Streaming applications need more than analytics: They also need the intelligence residing in the business logic. To provide real-time insights, streaming applications must know their own state at every moment because any moment can be an expiring opportunity. Streaming applications must have all relevant state ready without needing to ask a database.
There are fundamental differences between real-time streaming and legacy applications. In real-time streaming applications, entity model updates are continuously pushed and propagated in sync with the data stream. Thanks to Streaming APIs, the business logic continually executes in a real-time state instead of responding to queries. Polling is no longer necessary, removing inefficiencies, and users do not need to request data that is automatically being streamed to their UI as soon as it is available. For streaming applications, UIs are universally event-driven, whereas in traditional applications, they are usually half-driven by user events and half-driven by polled backend queries.
The Importance of Streaming Applications As consumers continue to demand real-time, personalized experiences, streaming applications will only grow in popularity. Real-time streaming applications are a practical way to accelerate business development. These applications enable organizations to explore new features, pursue new growth opportunities, and establish a solid competitive differentiation.
Streaming Application Use Cases Streaming applications enable true real-time observability, live modeling of complex business operations, and responsive decision automation at scale. All of these cases can be used to streamline internal workflows and increase customer satisfaction.
For instance, a major telecommunications service provider uses Swim to track network outages in real time. With Swim, this network can offer in-the-moment information to field service crews, IT departments, and customer service representatives, allowing them to directly address customer needs as they arise.

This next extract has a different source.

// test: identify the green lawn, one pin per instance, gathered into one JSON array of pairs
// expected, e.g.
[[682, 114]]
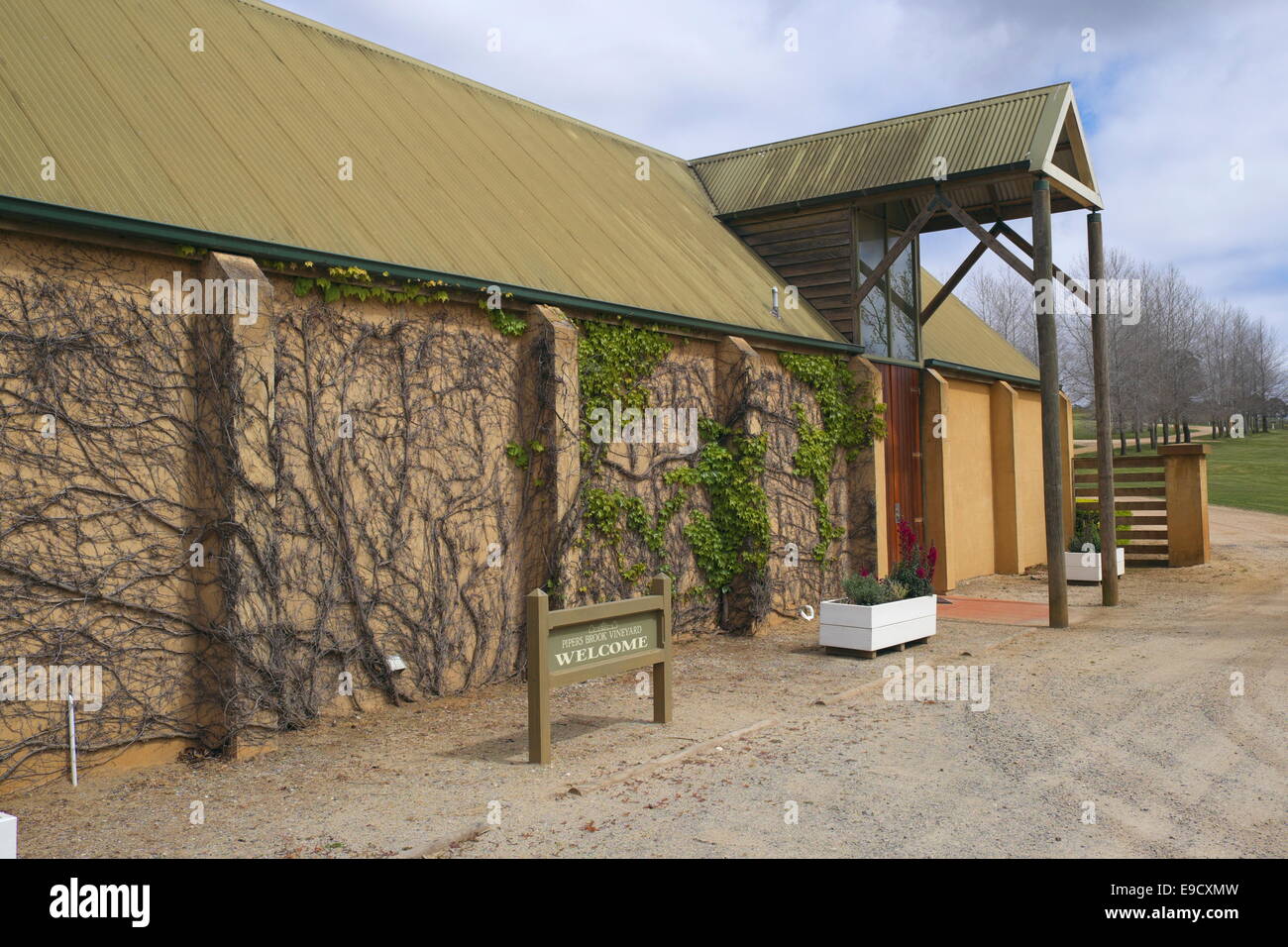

Getting Started with Real-Time Streaming Applications Looking for an easy way to build real-time applications directly on top of streaming data? Swim is the first (and only) open-source, full-stack platform for building, managing, and operating streaming applications at scale.
Building a real-time streaming application is a straightforward process. To start, you need a real-time entity model. This will allow the application to execute general-purpose business logic in real time. It will also allow you to leverage two other components: a streaming application programming interface and a real-time user interface framework.
The Swim platform is essentially a library: instead of working from some cookie-cutter model, developers can take exactly and only what they need. For example, an engineer can employ their existing frameworks and add Swim for the real-time state, which would likely come into Swim the same way they would come into the application, such as Kafka. From there, business logic can be written directly on top of the event stream, and the back-end code could use the Swim client library to receive any required state updates in the controller (assuming Java is being used). Meanwhile, logic can be directly reflected in the UI using Swim’s client library for the web browser.
Web Agents continuously analyze, learn and predict both their own states and the states of the other Web Agents they are linked to. They make it possible to connect the dots between multiple real-time data streams, delivering timely insights and informing better business decisions.